One thing → A/B test
Multiple things that might interact → multivariate test (if you have high enough traffic and/or time)
Concerned about long-term effects?
No → standard A/B test is sufficient
Yes → run A/B tests with long-running holdback tests. A holdback test keeps a portion of your user base on the previous version of the product so that you can reference how customers are behaving and engaging with your product through seasonal effects.
Common mistakes to avoid
Mistake 1: testing without a clear hypothesis
“Let’s try making the button blue and see what happens.” → “We hypothesize that changing the button from green to blue will increase clicks by 10% because blue is a more standard action color and our users are conditioned to associate it with CTAs from other products they use.”
Mistake 2: changing your mind mid-experiment
Resist the temptation to extend an experiment that’s not reaching significance or to stop early when results look good. These behaviors inflate false positives.
Mistake 3: ignoring practical significance
Statistical significance is not the same as practical significance. A 0.5% improvement that’s statistically significant might not be worth the engineering effort to maintain two code paths.
Mistake 4: not considering the user experience
Running too many experiments simultaneously can degrade the experience for customers. Coordinate with other teams to avoid showing users too many experimental variations at once, especially when you have multi-step journeys.
Mistake 5: treating experiments as the only input
Experiments are powerful but they’re just one input to decisions.

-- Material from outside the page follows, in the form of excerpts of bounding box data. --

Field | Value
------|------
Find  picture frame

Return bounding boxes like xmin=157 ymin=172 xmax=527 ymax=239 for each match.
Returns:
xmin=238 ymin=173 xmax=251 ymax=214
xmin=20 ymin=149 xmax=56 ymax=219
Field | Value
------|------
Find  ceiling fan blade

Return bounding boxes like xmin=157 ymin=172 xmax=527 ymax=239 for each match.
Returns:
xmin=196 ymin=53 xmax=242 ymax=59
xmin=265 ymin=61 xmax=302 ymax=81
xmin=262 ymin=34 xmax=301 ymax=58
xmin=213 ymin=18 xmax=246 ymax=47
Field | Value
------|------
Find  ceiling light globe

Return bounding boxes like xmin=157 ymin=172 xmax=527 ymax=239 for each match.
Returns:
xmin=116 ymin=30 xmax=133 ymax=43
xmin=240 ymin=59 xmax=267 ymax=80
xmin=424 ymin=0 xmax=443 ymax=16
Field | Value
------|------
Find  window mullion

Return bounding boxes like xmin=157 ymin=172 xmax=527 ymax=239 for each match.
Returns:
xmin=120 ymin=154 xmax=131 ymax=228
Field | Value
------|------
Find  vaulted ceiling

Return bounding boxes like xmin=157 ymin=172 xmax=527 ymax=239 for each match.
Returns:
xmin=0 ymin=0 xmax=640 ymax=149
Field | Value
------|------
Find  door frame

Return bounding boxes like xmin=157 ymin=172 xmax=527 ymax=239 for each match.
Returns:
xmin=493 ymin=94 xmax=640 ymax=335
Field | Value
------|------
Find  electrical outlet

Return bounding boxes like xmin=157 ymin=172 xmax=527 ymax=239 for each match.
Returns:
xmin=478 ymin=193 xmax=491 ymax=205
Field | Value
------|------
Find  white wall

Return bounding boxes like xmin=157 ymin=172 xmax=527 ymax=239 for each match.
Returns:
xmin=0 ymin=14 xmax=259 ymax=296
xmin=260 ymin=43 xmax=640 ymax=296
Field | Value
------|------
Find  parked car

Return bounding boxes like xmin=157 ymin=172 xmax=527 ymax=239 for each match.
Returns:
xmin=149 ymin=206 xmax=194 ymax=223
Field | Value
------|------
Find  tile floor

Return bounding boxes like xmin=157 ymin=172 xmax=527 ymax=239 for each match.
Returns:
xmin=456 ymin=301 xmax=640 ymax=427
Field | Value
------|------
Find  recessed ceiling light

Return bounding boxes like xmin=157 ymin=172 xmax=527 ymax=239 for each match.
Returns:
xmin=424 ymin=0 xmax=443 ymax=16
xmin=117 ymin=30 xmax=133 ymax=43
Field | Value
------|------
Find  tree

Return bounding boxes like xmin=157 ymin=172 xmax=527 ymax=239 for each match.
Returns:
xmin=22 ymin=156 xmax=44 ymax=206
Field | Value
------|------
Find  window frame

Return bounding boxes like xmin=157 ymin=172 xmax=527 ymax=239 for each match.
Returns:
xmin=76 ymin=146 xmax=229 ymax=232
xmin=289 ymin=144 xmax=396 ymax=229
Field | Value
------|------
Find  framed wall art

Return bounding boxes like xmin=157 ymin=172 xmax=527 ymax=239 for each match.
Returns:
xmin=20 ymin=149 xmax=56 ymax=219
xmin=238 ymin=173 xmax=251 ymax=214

Combine them with:
customer feedback and qualitative research
technical feasibility and maintenance cost
strategic alignment with long-term goals
competitive landscape analysis
Do now, on your first set of projects
Map your upcoming features to the decision tree in this post. For each feature on your roadmap, determine whether it needs validation and which experiment type is appropriate.
start documenting opportunities for experimentation. Even if you’re not running formal experiments yet, practice writing hypotheses for the decisions your team is making.

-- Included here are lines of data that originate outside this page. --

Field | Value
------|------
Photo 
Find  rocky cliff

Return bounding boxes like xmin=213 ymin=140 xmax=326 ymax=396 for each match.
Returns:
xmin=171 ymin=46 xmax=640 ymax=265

audit your team’s experiment infrastructure. Do you have the tools needed to run A/B tests? If not, this should be a priority conversation with engineering.

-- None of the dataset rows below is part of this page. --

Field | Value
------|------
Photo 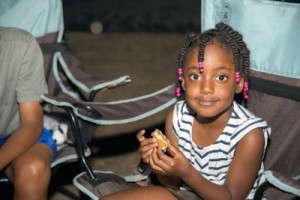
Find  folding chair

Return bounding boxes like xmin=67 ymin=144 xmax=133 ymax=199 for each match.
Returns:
xmin=201 ymin=0 xmax=300 ymax=199
xmin=0 ymin=0 xmax=131 ymax=198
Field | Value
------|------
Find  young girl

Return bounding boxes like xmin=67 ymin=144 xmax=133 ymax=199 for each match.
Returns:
xmin=103 ymin=23 xmax=270 ymax=200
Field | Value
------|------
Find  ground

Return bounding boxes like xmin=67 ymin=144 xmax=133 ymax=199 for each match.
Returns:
xmin=51 ymin=31 xmax=184 ymax=200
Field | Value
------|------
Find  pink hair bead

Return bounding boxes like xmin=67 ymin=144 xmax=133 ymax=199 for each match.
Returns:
xmin=198 ymin=62 xmax=204 ymax=73
xmin=243 ymin=82 xmax=249 ymax=99
xmin=235 ymin=72 xmax=241 ymax=83
xmin=176 ymin=87 xmax=181 ymax=97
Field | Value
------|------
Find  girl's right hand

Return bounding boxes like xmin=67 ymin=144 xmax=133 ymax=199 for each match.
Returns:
xmin=136 ymin=129 xmax=157 ymax=164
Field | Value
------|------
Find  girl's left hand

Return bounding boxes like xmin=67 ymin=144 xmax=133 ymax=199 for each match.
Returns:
xmin=149 ymin=143 xmax=191 ymax=177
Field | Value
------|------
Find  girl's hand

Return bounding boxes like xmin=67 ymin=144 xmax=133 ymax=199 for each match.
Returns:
xmin=136 ymin=130 xmax=157 ymax=164
xmin=149 ymin=144 xmax=192 ymax=177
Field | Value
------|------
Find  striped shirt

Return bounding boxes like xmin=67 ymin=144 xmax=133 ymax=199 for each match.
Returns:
xmin=173 ymin=101 xmax=271 ymax=199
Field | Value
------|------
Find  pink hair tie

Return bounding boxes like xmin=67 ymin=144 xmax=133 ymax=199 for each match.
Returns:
xmin=198 ymin=61 xmax=204 ymax=73
xmin=176 ymin=86 xmax=181 ymax=97
xmin=235 ymin=72 xmax=241 ymax=83
xmin=243 ymin=82 xmax=249 ymax=99
xmin=175 ymin=67 xmax=183 ymax=97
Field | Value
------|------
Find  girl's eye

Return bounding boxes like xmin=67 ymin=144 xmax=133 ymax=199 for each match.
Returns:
xmin=216 ymin=75 xmax=228 ymax=81
xmin=190 ymin=74 xmax=200 ymax=80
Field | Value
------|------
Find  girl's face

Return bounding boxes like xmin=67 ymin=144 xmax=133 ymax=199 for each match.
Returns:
xmin=182 ymin=43 xmax=243 ymax=118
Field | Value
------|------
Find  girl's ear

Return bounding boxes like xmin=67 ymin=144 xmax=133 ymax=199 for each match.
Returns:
xmin=235 ymin=78 xmax=244 ymax=94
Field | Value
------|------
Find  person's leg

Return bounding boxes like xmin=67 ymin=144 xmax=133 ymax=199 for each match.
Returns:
xmin=101 ymin=186 xmax=177 ymax=200
xmin=5 ymin=143 xmax=53 ymax=200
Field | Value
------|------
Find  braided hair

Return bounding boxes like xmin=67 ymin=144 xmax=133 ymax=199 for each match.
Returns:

pick one small decision you’re facing right now and design a simple A/B test for it. Aim to launch it within two weeks.
review a past decision your team made without experimentation. Could it have benefited from validation? What type of experiment would have been appropriate? Use this as a learning opportunity to sharpen your judgment.
find an experimentation mentor either within your company or your network. Someone who has run several experiments that have launched can help you avoid common pitfalls and accelerate your learning.
Conclusion: take bolder bets and achieve them
Experimentation is meant to help you get to success faster and more efficiently - whether you define it as a product spec worth $1B of adoption or an incremental increase in user retention.
Disclosure: this post was written with the help of AI.